If participants each receive 10 votes, with no more than 5 votes on one item, one plausible result might look like this:

UncertaintyTotal votesInterpretation
Public trust in institutions42High-impact external uncertainty; likely to shape many education futures
Governance of AI and data39High-impact technological and regulatory uncertainty
Recognition of alternative credentials31Directly shapes education business models and learner pathways
Household economic security24Important context for affordability, access, and persistence
Role of human educators18Important, but partly shaped by AI governance, economics, and credential expectations
Learning venue13Relevant, but may be more an outcome of other uncertainties than a primary driver

The voting does not reveal the “correct” future. It helps the group see which uncertainties appear most powerful for scenario development. In this worked example, the team might select Public trust in institutions and Governance of AI and data as the two primary scenario axes because they are broad, external, uncertain, and likely to shape multiple downstream outcomes.

That choice gives the team a strong foundation for building four distinct scenario worlds, each shaped by a different combination of trust and AI/data governance.

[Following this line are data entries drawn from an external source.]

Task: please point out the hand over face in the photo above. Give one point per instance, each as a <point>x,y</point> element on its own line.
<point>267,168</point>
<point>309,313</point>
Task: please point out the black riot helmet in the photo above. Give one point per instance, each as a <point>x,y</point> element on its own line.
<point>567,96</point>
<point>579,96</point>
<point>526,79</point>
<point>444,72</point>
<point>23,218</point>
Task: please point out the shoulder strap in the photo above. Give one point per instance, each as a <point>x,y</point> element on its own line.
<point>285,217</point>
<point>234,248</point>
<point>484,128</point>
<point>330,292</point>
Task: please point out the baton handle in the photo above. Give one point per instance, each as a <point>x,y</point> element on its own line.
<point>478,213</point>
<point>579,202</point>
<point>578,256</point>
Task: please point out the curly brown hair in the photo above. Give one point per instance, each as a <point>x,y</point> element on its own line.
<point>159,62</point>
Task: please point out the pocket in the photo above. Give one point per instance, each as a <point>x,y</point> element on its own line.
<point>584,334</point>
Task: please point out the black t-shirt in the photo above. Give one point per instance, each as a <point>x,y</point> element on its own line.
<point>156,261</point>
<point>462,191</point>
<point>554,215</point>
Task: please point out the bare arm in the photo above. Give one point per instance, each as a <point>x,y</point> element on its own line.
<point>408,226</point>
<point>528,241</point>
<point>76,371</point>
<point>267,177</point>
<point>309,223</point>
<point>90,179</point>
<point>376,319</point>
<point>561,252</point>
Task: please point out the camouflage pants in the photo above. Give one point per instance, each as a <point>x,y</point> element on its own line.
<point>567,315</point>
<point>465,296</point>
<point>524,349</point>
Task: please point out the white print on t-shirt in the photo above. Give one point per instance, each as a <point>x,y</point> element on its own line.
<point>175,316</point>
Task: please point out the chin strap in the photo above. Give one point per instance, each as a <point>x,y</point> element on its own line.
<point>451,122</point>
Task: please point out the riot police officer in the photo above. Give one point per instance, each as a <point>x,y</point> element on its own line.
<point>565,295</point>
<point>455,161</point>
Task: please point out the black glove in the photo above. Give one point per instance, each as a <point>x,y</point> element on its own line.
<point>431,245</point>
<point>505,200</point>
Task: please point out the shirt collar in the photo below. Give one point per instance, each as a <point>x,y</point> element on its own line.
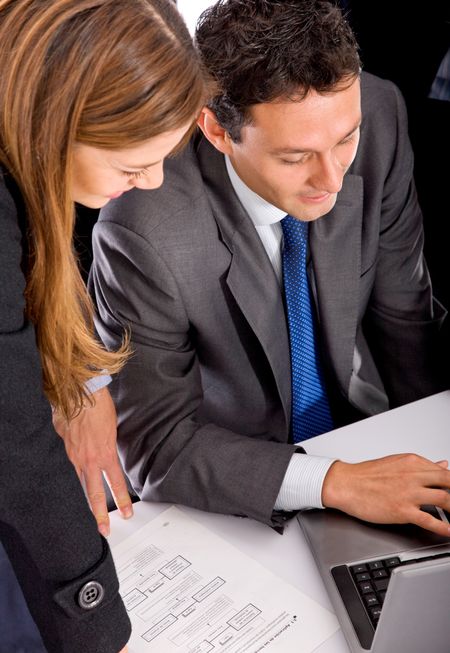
<point>260,211</point>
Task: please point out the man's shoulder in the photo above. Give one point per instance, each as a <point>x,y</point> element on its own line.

Other Voting Considerations

Considering Magnitude

The magnitude of uncertainty, as well as the relative impact of the uncertainties, is expressed by the weight of the vote, be it the number of stickers applied in a workshop or the number of stars in an online survey. A typical voting scheme involves distributing 10 votes across the field of uncertainties, with no more than 5 votes allocated to any one item.

The Personal Perspective

Good scenario planning projects include a diverse group of participants. Each participant brings their own perspective to the voting process, and that is how it should be. Each person should consider uncertainties not only in relation to the focal question and the industry context, but also by drawing on their personal and functional knowledge and experience to identify the uncertainties most important to them. They should, however, be aware of the scenario planning process and its expectations for creating broad stories about the future. While participants can be made aware of the negative impacts of personal bias, voting does not eliminate it; hopefully, it spreads it across votes, so the items most critical and uncertain become the driving factors in the work.

In most voting schemes, importance and uncertainty are considered together. The number of votes assigned to any item then weights the vote in its favor. This permits individuals to influence the shape of the vote so that, in the case of students or hourly staff, their concerns, vs. those of “experts” and organizational leaders, aren’t easily ignored.

Executive Voting

Executives and other leaders should vote last. This avoids the issue of staff members voting to support their leaders’ ideas. Conversely, if leaders wait until the end, they are likely to be influenced by the extant votes, which will likely temper their desire to shape the outcome, as much of what is important will already be apparent. This does not stop leaders, for instance, from placing large numbers of votes on uncertainties they think need to be shored up in the voting. It does make that behavior transparent, and therefore less like to occur.

Summary

Individuals involved in voting then need to consider the following:

  • The potential influence of uncertainties in one layer against uncertainties in the next layer (global vs. industry).
  • Which, if any, of the uncertainties related to the industry are independent of more global influences?
  • Determine how the uncertainties stack up against each other in order to assert which are the most important and most critical.
  • Use personal experience and functional expectations to represent a function’s perspective on which uncertainties are most likely to affect them, while still maintaining an outside-in perspective in their thinking.